Nachrüstpflichten nach EnEV 2014 (ab 1. Mai 2014):

  • Zugängliche Decken beheizter Räume gegen unbeheizten Dachraum müssen nun bis Ende 2015 auf einen maximaler U-Wert von 0,24 Watt/(m²K) gedämmt werden, wenn sie die Baunorm nicht erfüllen. Alternativ, kann der Eigentümer das darüber liegende Dach entsprechend dämmen
  • Heizkessel, die bis Ende des Jahres 1984 eingebaut oder aufgestellt wurden, dürfen ab 2015 nicht mehr betrieben werden
  • Heizkessel, die 1985 oder später eingebaut oder aufgestellt wurden, dürfen nach Ablauf von 30 Jahren nicht mehr betrieben werden
  • Die bereits bestehende Austauschpflicht von Heizungen, die vor dem 1. Oktober 1978 aufgestellt wurden, besteht weiterhin

Nach wie vor genießen folgende Heizungsanlagen einen Bestandsschutz und Eigentümer können sie weiter betreiben:

  • Niedertemperatur-Heizkessel
  • Brennwert-Heizkessel
  • Heizungsanlagen mit einer Nennleistung unter vier Kilowatt oder über 400 Kilowatt
  • Heizkessel für marktunübliche flüssige oder gasförmige Brennstoffe
  • Anlagen, mit denen nur das warme Wasser bereitet wird
  • Küchenherde
  • Geräte, die hauptsächlich ausgelegt sind um den Raum in dem sie aufgestellt sind zu beheizen, die jedoch auch Warmwasser für die Zentralheizung und für sonstigen Gebrauch liefern

Bußgelder bei Verstößen gegen die EnEV 2014:

Bis zu 50.000 Euro Bußgeld können folgende neue Tatbestände nach sich ziehen: alte Heizkessel trotz Betriebsverbot nutzen; ungedämmte Leitungen nicht wie gefordert isolieren; oberste zugängliche Geschossdecke, die nicht der Baunorm entspricht nicht pflichtgemäß dämmen.
Bis zu 15.000 Euro Bußgeld drohen, wenn ein Verpflichteter vorsätzlich oder leichtfertig: den Energieausweis bei Verkauf oder Neuvermietung nicht wie gefordert übergibt oder vorlegt, oder wenn er die Pflichtangaben in kommerziellen Anzeigen nicht veröffentlicht. Diese letztgenannte Ordnungswidrigkeit tritt allerdings erst ein Jahr später – d.h. ab 1. Mai 2015 – in Kraft.
Bis zu 5.000 Euro Strafe können anfallen, wenn ein Sachverständiger die zugeteilte Registriernummer nicht einträgt oder die Unterlagen und Daten für die Stichprobenkontrolle nicht wie gefordert übermittelt.

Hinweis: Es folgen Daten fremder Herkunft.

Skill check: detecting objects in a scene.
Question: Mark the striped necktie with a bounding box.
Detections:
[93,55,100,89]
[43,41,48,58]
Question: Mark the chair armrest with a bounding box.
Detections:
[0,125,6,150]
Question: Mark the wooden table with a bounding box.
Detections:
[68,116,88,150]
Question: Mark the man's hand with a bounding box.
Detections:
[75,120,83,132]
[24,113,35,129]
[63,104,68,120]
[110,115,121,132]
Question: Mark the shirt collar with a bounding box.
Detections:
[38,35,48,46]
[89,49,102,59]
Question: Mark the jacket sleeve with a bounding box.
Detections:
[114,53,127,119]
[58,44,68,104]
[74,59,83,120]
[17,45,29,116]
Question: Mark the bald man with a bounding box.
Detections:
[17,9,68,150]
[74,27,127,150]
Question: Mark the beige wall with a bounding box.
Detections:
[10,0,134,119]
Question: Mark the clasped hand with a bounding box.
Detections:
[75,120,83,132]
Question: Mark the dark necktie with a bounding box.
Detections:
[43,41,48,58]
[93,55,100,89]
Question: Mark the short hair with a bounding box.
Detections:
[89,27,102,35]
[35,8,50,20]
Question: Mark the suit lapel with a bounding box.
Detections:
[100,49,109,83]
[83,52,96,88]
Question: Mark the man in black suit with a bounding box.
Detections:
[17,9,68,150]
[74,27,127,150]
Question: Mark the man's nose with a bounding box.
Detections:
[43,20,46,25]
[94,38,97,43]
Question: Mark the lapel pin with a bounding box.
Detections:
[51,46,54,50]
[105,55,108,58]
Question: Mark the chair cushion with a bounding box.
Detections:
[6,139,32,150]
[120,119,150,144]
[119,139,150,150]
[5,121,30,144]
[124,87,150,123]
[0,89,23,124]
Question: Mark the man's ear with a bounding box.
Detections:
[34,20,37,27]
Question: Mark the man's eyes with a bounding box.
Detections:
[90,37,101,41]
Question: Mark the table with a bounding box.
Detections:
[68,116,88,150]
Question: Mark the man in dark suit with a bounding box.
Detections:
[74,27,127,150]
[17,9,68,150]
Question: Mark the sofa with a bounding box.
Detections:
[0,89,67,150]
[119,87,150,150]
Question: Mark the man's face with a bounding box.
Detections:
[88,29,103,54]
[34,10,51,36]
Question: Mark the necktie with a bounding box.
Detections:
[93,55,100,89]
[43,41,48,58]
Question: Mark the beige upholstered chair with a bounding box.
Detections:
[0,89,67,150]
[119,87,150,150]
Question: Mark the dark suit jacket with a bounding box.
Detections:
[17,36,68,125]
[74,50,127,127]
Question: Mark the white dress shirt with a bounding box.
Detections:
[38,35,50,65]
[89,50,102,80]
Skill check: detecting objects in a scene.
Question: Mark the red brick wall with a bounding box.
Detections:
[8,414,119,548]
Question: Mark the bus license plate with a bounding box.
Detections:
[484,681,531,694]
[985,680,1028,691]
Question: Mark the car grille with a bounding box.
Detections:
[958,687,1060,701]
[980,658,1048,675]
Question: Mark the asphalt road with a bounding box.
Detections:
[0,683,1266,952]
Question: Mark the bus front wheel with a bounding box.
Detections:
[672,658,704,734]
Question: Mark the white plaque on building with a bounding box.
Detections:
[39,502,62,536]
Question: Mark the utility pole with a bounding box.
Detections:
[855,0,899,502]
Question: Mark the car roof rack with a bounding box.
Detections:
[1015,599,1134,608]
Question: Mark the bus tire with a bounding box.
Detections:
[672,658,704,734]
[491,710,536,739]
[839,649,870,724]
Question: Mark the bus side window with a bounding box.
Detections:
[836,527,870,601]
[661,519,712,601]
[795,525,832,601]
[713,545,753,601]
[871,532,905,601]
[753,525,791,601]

Erneuerbare-Energien-Wärmegesetz (EEWärmeG):

Das EEWärmeG sieht vor, dass bei Wohnneubauten ein Teil (15 bis 50 %) des Wärme- und Kältebedarfs aus erneuerbaren Energien gedeckt werden muss. Der regenerative Energieträger ist frei wählbar und es sind „Ersatzmaßnahmen“, wie die Unterschreitung der EnEV-Anforderungen um 15% oder Abwärmenutzung möglich.